With Lepark, located on the rooftop car park of People’s Park Complex, we wanted to create a community platform, an alternate space where young people can just come up and enjoy original Singapore content and bond through shared experiences. Youths today are not interested in cookie-cutter mainstream stuff; they go for hipster trends, underground, so we built Lepark with the sole vision of making the arts relevant and accessible to them.
Getai Electronica, a rooftop concert featuring Singapore bands and original music, was a huge confidence-booster for us. It took us five days to organise and attracted 1,500 people! Part of the magic was that we just went ahead and did it, without a proper stage or equipment. But we believed in this generation!
Overseas friends tell us that people in their countries pay for original content. No one pays to hear someone sing Taylor Swift songs! So we hope Lepark is a first step, a conversation-starter, to celebrate youth who have original content.
If we were a truly business-driven concept, I’d play DJ beats, rock, electronic dance music and commercial hits all the way. When you play that kind of music, people tend to drink faster, eat more and order more. But we didn’t choose to programme it this way because we really wanted a medium-sized platform for the arts scene in Singapore, so we took the risk.
Our model is very simple: we need to be sustainable so we can pay the artists, and they can continue doing this. We hope to expand beyond music and film to photography and visual arts. Something like clay-making, for example, may not be attractive to youth, but if we can mesh it up with live music and DJ beats, then it becomes more accessible and fun!
We hope to reach a point where people stop asking who is playing tonight and just trust the curation; just turn up and be exposed to all the local original content we have.
I think for Lepark, it’s an education process if you come with an open mind. We see people going up to the bands to ask, “What’s your Facebook page? Where can we listen to more of your tracks?” They’re sharing an experience, hanging out together, and that’s the kind of positive vibe we hope to pass on.
We get a lot of repeat customers because they can’t find this anywhere else, and they feel good about supporting this movement. So we’re always working on new collaborations. When I sit in the crowd, I feel proud that I am — in some small way — a part of this, that I’ve set up a business to support this.

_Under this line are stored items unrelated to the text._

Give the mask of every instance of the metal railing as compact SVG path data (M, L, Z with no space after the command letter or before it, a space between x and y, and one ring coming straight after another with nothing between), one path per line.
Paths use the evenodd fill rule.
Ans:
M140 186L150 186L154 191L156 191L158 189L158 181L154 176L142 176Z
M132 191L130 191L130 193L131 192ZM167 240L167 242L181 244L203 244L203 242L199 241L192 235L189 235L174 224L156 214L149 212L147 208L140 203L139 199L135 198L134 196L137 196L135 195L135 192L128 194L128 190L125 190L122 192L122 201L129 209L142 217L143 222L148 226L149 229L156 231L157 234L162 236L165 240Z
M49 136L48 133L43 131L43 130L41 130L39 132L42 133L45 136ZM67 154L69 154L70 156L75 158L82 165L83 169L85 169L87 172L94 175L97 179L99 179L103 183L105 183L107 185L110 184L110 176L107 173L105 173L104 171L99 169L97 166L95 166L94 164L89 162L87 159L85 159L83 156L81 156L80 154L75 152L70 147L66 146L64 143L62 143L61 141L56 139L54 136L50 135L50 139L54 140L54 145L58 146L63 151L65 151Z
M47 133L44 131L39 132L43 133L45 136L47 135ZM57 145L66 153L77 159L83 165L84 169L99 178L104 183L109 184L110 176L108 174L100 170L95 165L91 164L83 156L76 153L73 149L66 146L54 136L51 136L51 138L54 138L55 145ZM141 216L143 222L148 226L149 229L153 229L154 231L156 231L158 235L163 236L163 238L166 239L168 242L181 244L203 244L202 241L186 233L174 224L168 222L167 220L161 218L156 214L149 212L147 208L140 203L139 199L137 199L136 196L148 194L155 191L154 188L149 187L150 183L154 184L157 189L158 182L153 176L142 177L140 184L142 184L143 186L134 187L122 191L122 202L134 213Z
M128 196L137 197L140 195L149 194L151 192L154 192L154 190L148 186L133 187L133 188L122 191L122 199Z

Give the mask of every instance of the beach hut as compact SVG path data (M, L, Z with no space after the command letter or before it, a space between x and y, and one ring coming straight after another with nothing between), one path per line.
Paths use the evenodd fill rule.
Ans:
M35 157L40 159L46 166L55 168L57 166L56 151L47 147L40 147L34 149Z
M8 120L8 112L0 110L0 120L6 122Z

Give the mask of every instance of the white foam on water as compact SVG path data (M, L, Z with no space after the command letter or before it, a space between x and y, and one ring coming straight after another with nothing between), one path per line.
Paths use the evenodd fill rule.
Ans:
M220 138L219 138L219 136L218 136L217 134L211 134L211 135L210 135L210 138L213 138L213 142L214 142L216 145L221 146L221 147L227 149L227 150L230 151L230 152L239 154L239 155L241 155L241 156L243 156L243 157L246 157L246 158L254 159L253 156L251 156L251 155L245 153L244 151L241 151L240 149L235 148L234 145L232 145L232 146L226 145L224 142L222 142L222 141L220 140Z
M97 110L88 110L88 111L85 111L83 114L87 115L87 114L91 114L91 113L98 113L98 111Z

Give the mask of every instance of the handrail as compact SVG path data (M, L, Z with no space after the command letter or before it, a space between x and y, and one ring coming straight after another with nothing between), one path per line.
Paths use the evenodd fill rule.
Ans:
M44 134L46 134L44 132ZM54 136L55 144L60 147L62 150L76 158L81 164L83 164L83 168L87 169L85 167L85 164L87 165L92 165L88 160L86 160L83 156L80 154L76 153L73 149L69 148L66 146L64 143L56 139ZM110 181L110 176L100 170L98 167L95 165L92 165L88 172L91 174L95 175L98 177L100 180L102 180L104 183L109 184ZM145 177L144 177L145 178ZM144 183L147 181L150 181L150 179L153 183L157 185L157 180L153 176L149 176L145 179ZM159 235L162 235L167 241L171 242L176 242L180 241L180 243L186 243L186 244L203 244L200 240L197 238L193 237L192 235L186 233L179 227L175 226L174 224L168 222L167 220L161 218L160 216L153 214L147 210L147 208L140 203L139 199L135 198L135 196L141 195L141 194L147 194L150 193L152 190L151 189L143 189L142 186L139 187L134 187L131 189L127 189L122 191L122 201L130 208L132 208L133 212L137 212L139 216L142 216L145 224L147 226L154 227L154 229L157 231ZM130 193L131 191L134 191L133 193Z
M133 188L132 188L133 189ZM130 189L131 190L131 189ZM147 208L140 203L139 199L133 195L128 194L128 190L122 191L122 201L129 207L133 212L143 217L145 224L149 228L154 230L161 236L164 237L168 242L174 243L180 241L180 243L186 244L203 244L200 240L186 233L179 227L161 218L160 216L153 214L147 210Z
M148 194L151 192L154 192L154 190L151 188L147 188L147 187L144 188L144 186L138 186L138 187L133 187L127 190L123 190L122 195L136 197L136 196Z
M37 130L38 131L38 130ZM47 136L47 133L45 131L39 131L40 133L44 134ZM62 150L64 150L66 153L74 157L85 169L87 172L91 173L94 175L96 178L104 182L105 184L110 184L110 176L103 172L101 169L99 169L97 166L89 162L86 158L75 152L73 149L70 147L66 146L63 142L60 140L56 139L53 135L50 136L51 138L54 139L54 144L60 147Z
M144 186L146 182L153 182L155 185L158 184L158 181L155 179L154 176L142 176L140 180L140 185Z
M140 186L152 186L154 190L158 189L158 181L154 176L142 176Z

This sense of fulfilment means a lot more to me than any monetary value tagged to it.
Carmen Low is co-founder of Lepark (a rooftop Food & Beverage concept promoting the arts), Getai Group (an arts platform and events group), Afterglow (a healthy lifestyle joint) and Keong Saik Collab (a co-working space). After working in Shanghai for five years, Low, who comes from a corporate communications background, has returned to her roots in Chinatown by starting businesses in the neighbourhood. She hopes that by driving new concepts in the area she grew up in, it will help rejuvenate Chinatown through thoughtful arts and lifestyle content.